La caractéristique principale des travaux conduits dans cet axe est de saisir la codétermination entre les processus d’action collective et les multiples manifestations de la culture numérique entendue comme l’ensemble des pratiques associées au déploiement des supports digitaux dans les organisations, la cité, les activités de loisir… A ce titre, nous considérons qu’il n’existe pas une culture numérique mais plusieurs cultures qui s’interpénètrent voire peuvent s’opposer assez violemment. Par exemple, dans le monde de l’entreprise, la culture numérique peut s’entendre sous l’angle de l’accroissement de la formalisation, du contrôle, de l’automatisation, ou sous celui de l’accroissement de l’autonomie, de la « transparence », de la participation, deux perspectives qui se complètent ou se contredisent selon les contextes. Ces représentations, les pratiques associées et les modalités d’institutionnalisation potentiellement conflictuelles dont elles sont porteuses, se traduisent également dans les choix techniques promus par les concepteurs, les industriels, les normalisateurs, comme nous l’avons montré autour de l’alternative dont le web socio-sémantique est porteur face aux tenant de web sémantique formel.

La culture numérique se manifeste d’abord dans l’usage des supports que sont les documents numérique et les systèmes d’organisation des connaissances (SOC) qui tout à la fois les structurent, conditionnent les modalités de partage, de diffusion et d’accès à l’information produite par le collectif. Le terme de document est à comprendre de manière abstraite comme désignant tout artefact support d’écriture ou de retranscription visant à assister les processus mémoriels dans le cours d’une activité selon différents empans temporels (Zacklad 2004). On s’intéressera particulièrement aux « documents numériques », c’est-à-dire aux documents bureautiques, blogs, wiki, messagerie, réseau sociaux, CMS et plateformes de collaboration diverses, de plus en plus fréquemment accessibles via le web. Les environnements pris en compte dans l’axe 1 privilégient notamment le contexte de l’entreprise (projet, communautés de pratiques, processus métier…), de la création artistique professionnelle ou amateur et de ses prolongements muséologiques et celui de l’action publique associative ou résolument militante.

On s’intéressera, par exemple, à la manière dont les SOC jouant un rôle de métadonnées permettent de classifier les productions collectives, de les comparer, de les hiérarchiser et sont porteurs de considérations relationnelles, socio-économiques, politiques… en renvoyant également à des questions liées à l’évaluation de l’activité (cf. liens avec les axe 1 et 2).
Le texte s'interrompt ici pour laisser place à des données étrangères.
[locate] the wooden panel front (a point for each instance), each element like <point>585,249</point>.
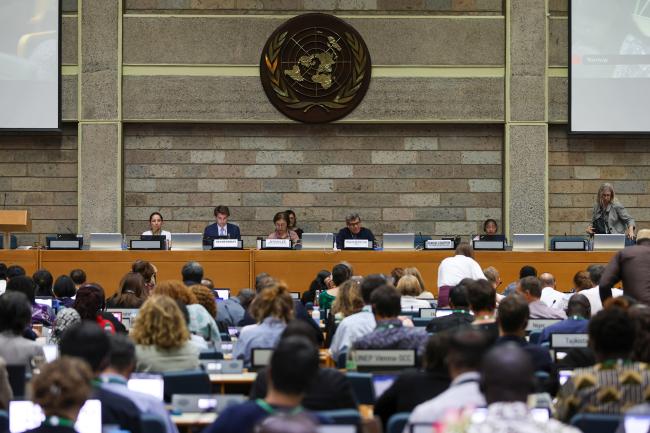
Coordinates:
<point>229,269</point>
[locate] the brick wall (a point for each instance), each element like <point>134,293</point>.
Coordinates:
<point>577,167</point>
<point>39,173</point>
<point>434,179</point>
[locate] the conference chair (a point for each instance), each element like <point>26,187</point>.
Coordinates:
<point>596,422</point>
<point>186,382</point>
<point>397,422</point>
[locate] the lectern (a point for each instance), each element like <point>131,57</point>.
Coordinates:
<point>13,221</point>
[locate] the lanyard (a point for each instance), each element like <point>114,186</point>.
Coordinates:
<point>272,411</point>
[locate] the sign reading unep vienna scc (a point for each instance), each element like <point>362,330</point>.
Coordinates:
<point>315,68</point>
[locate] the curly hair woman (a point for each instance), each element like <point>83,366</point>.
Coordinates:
<point>162,338</point>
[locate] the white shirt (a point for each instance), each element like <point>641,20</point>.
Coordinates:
<point>463,392</point>
<point>593,295</point>
<point>453,269</point>
<point>554,298</point>
<point>164,233</point>
<point>351,329</point>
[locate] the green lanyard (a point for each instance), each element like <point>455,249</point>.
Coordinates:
<point>272,411</point>
<point>58,421</point>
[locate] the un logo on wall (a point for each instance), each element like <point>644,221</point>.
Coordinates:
<point>315,68</point>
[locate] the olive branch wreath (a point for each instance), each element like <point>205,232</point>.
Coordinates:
<point>287,95</point>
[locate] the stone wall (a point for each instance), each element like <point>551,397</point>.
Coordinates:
<point>434,179</point>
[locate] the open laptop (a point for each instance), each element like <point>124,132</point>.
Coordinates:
<point>317,241</point>
<point>529,242</point>
<point>106,241</point>
<point>609,242</point>
<point>187,241</point>
<point>399,241</point>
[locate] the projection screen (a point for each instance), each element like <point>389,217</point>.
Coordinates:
<point>29,64</point>
<point>609,66</point>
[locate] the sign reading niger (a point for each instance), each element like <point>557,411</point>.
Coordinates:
<point>315,68</point>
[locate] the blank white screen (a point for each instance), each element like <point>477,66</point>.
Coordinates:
<point>29,64</point>
<point>610,65</point>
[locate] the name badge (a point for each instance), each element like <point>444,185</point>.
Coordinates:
<point>356,243</point>
<point>225,243</point>
<point>278,243</point>
<point>569,340</point>
<point>439,244</point>
<point>385,358</point>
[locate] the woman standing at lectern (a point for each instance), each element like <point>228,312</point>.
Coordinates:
<point>609,216</point>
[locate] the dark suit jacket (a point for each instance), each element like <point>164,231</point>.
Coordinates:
<point>212,231</point>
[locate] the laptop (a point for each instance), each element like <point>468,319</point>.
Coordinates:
<point>25,415</point>
<point>317,241</point>
<point>529,242</point>
<point>399,241</point>
<point>187,241</point>
<point>106,241</point>
<point>609,242</point>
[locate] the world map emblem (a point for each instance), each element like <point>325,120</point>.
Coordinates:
<point>315,68</point>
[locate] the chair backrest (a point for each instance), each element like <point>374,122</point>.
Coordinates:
<point>341,416</point>
<point>362,387</point>
<point>397,422</point>
<point>186,382</point>
<point>596,422</point>
<point>152,423</point>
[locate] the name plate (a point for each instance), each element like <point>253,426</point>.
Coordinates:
<point>225,243</point>
<point>385,358</point>
<point>539,324</point>
<point>356,243</point>
<point>569,340</point>
<point>278,243</point>
<point>439,244</point>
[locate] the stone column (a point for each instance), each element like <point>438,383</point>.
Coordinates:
<point>526,126</point>
<point>100,120</point>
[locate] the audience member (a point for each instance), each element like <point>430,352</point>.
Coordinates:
<point>340,273</point>
<point>531,289</point>
<point>64,290</point>
<point>507,396</point>
<point>578,312</point>
<point>148,272</point>
<point>61,389</point>
<point>550,295</point>
<point>330,390</point>
<point>201,322</point>
<point>294,364</point>
<point>316,287</point>
<point>40,313</point>
<point>43,280</point>
<point>409,288</point>
<point>90,304</point>
<point>466,350</point>
<point>460,316</point>
<point>453,269</point>
<point>192,273</point>
<point>389,332</point>
<point>412,388</point>
<point>114,378</point>
<point>78,277</point>
<point>272,309</point>
<point>630,266</point>
<point>525,271</point>
<point>89,342</point>
<point>162,337</point>
<point>15,316</point>
<point>359,324</point>
<point>615,382</point>
<point>130,294</point>
<point>353,230</point>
Ces questions sont aussi directement en phase avec un questionnement sur la « coopérativité » dans les différentes structures sociales (réseau, communautés, processus d’entreprise, régulation de l’action publique, relation de « consommation » dans l’accès aux biens de consommation ou entre public et artistes, etc.) et à la manière dont les nouvelles formes d’écriture et de lecture numérique sont susceptibles d’enrichir les médiations ou d’en suggérer de nouvelles interprétations.